To be sure, examples of bystander apathy are ubiquitous, from the case of Kitty Genovese, the woman stabbed to death in daylight in a Queens apartment complex in 1964, to last year in Chicago, where a man who was knocked unconscious in an assault was run over and killed by a taxi after a group of bystanders walked away from him.
In India, a video showed a man unsuccessfully pleading for help following a road accident that killed his wife and child in 2013. That same year, passers-by refused to stop to help a naked, bleeding gang-rape victim after she was dumped from a bus onto a New Delhi street. The 23-year-old student died of her injuries.
But the Chinese have been particularly self-critical on the matter.
In 2009, the People’s Daily, the Communist Party’s official mouthpiece, ran a provocative story with a picture of a dog standing by another injured dog in a busy street and pondered whether humans would do the same. The report was headlined, “Do Chinese people lack compassion?”

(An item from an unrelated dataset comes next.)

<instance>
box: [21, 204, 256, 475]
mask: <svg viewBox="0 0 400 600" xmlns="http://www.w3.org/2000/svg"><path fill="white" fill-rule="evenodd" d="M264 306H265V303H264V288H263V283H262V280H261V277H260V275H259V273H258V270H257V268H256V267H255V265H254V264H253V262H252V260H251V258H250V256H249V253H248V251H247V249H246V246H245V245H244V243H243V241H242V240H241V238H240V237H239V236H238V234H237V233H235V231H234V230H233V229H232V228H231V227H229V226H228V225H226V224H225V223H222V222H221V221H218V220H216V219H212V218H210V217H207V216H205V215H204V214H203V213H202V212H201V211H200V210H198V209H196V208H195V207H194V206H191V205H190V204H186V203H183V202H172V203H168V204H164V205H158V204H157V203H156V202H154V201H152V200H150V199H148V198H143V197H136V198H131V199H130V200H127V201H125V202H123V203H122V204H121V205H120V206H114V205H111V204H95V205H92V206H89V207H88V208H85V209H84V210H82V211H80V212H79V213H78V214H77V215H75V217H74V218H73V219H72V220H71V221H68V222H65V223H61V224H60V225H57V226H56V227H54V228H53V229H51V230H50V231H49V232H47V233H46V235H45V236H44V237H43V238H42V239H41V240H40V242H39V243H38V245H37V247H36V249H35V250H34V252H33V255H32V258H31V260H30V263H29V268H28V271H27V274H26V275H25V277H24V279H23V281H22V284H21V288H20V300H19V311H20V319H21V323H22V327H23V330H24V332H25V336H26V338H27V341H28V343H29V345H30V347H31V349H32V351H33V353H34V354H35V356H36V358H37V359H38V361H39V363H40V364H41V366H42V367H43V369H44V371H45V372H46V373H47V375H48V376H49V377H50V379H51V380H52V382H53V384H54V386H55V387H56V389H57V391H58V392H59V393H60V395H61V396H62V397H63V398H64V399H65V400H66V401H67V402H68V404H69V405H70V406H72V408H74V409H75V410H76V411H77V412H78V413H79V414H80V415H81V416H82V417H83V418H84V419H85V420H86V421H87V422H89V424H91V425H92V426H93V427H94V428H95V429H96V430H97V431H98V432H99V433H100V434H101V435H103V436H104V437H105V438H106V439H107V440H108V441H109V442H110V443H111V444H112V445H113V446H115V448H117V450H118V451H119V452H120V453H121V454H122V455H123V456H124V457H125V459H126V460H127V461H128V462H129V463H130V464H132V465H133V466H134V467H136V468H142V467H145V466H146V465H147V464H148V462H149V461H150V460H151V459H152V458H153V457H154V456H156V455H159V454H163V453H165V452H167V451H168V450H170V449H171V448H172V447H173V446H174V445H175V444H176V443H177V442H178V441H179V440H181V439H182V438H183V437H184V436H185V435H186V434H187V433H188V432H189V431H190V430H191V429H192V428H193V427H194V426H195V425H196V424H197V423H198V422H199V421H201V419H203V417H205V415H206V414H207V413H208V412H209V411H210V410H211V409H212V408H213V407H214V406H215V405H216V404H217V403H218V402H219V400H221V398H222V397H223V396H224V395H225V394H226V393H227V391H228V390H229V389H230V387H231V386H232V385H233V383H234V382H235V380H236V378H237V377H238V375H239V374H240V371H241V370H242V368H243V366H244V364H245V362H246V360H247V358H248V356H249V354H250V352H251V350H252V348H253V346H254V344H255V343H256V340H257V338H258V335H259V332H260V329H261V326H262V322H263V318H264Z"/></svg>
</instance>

A 2014 state media poll found that Chinese thought “lacking faith and ethics” was the No. 1 social problem, followed by “being a bystander or being selfish.”
Many in China’s intelligentsia reject the idea that an ancient strain of Chinese culture that focuses on the immediate family explains modern tragedies like Zhumadian. Confucius, after all, taught the Golden Rule. And Mencius, another revered philosopher, urged his disciples to love others’ children and respect others’ parents as one would their own.
More frequently heard are indictments of the Communist regime that has suppressed religion and traditional values and emphasized stability over justice.
Tian, the Shenzhen writer, cited the Cultural Revolution unleashed by Mao Zedong in the 1960s, which turned families and neighbors against each other in a battle for survival. Hyper-capitalistic, no-holds-barred competition consumed the reform era that followed Mao’s death.
“Our political system doesn’t regulate the things it should and it manages things it shouldn’t,” said Zhang Wen, a well-known Beijing commentator who pointed out that many charitable organizations have disbanded due to government pressure, resulting in a decline of “charity spirit.”
In his own middle-class circle, Zhang said, many friends speak about feeling “emotionally withdrawn” in the pressure-cooker economy.
“We’ve become individuals, alienated and doing whatever we can to get ahead,” he said. “There is no space left to care for others.”